What is the algorithm for propagating changes to A? The incorrect scheme we attempted above is push: after a cell is updated, every cell that depends on it is recursively updated. The reason that this did not work is because there are two paths from A to D, so A affects D in two different ways and we recomputed D while taking account of only one of the effects.  If D knows that there is a dependency between its inputs, it can wait until both are updated before recomputing its value and propagating it on. However, if our system is implemented in a reasonable way, the D node is a simple division operator that has no knowledge of the topology of the graph.

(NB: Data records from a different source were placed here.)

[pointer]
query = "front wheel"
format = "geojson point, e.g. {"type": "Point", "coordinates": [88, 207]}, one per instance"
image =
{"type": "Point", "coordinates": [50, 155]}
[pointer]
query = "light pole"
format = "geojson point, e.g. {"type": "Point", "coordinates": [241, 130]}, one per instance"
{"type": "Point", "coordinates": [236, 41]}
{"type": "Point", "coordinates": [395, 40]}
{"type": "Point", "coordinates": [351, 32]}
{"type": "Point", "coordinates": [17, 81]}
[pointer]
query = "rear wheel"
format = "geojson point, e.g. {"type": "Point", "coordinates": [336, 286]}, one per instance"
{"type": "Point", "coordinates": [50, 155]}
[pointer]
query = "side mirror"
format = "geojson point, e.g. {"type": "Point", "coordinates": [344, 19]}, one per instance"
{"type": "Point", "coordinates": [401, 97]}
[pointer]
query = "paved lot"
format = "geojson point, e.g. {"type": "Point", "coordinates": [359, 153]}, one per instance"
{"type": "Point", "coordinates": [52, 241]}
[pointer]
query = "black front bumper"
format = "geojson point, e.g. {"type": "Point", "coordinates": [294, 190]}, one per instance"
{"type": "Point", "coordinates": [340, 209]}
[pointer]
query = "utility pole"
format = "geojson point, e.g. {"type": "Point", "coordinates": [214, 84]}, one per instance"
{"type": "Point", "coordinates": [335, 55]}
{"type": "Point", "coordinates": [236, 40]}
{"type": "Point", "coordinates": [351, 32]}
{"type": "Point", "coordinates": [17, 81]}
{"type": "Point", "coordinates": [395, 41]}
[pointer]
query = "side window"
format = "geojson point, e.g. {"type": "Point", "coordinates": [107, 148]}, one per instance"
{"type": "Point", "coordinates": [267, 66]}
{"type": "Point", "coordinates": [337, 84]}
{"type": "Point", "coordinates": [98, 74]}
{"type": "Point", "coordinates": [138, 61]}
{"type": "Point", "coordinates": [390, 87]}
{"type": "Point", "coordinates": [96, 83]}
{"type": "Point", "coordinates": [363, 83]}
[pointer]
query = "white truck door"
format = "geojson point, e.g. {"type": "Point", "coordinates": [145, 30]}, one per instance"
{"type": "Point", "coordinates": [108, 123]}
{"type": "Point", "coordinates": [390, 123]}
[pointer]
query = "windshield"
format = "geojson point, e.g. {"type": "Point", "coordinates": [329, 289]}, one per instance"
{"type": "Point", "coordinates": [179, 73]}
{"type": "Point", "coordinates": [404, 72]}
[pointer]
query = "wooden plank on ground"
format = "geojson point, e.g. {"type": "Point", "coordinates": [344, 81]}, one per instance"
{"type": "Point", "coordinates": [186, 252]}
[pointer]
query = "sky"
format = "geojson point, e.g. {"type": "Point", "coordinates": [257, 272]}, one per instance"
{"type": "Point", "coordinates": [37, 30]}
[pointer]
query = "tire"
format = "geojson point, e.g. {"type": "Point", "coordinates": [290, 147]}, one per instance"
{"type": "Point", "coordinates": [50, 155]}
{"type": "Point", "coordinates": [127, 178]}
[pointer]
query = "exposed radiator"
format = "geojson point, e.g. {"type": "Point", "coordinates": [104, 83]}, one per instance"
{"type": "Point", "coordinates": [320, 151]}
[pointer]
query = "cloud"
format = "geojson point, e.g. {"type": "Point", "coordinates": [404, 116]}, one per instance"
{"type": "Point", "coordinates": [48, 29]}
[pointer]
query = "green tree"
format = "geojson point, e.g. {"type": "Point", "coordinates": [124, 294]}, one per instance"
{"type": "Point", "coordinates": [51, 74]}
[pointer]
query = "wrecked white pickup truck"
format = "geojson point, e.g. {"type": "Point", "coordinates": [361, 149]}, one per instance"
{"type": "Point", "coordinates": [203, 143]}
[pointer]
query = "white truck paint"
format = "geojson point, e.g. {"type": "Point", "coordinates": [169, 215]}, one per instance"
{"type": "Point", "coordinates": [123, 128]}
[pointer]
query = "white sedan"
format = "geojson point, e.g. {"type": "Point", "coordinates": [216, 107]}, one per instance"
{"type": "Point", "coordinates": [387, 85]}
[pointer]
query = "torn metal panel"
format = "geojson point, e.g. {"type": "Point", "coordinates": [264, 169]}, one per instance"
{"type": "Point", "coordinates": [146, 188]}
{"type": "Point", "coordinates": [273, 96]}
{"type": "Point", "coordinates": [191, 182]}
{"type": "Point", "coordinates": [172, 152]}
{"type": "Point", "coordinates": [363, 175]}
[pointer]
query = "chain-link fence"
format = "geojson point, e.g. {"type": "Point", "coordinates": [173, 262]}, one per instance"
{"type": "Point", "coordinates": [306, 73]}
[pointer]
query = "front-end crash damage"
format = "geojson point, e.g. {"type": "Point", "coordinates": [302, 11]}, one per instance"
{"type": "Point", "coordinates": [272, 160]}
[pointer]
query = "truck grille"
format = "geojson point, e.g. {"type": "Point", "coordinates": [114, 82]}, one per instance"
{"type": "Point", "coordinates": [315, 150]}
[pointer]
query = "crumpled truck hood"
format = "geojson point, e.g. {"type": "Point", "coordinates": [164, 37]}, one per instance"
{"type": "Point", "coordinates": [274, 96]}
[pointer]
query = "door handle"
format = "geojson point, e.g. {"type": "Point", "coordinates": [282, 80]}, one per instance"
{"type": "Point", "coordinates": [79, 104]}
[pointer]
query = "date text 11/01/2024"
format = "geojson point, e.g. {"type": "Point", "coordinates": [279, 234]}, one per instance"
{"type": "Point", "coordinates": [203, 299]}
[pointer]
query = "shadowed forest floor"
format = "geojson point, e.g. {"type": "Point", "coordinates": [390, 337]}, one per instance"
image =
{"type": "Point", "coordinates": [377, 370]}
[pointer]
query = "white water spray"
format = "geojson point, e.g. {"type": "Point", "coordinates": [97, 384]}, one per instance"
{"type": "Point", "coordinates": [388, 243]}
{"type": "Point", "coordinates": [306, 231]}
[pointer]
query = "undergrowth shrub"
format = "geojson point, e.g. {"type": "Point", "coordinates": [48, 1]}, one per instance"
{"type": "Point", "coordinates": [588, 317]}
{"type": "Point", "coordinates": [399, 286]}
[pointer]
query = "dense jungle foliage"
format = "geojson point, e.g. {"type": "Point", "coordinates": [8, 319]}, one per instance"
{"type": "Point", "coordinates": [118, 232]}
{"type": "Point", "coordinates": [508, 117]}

Could a pull method work? Before updating a node, recursively update anything it depends on. There are two problems with this approach. First, it departs from the reactive programming model - rather than inputs automatically propagating to the outputs, we need to actively request the outputs to update themselves. Second, each such update may need to involve a larger portion of the graph than is strictly necessary; Since a node does not necessarily emit a change to its output stream for every change to its input streams, it is not possible to know which nodes will need to do something in reaction to a change in a certain input.

The right thing to do is to propagate the changes forward from the input nodes, in topological order. Some systems, such as Boost accumulators and TPIE, apply a static update order. When constructing the graph, they also create a list of the nodes in topological order, and use this list to direct propagation of data through the graph.

Streamulus, on the other hand, dynamically discovers which nodes need to be updated. Like the push method, it begins at the inputs that have updates and traverses the graph forward. However, it does not immediately ask every dependent node to update itself. Rather, it inserts all successors of the updated input nodes into a priority queue, where the priority of a node is its topological order index. It then repeatedly removes the highest priority node from the queue (the one with the smallest topological order index) and activates it. If this node chooses to emit an output, its successor nodes are inserted into the priority queue (if they were not already there) so that they will be activated as well.

The advantage of the dynamic approach is that we only traverse parts of the graph that need to be traversed. The disadvantage is the performance cost of queueing. The static update order will be more efficient if updates tend to propagate through all or most nodes of the graph. When there are many inputs, each of which affects a small fraction of the nodes, or when there are nodes that filter streams such that inputs do not usually propagate beyond them, the dynamic approach scales better.

In the future, we plan to develop a hybrid method that computes a static update order for certain subgraphs and applies dynamic decisions only at the junctions between them.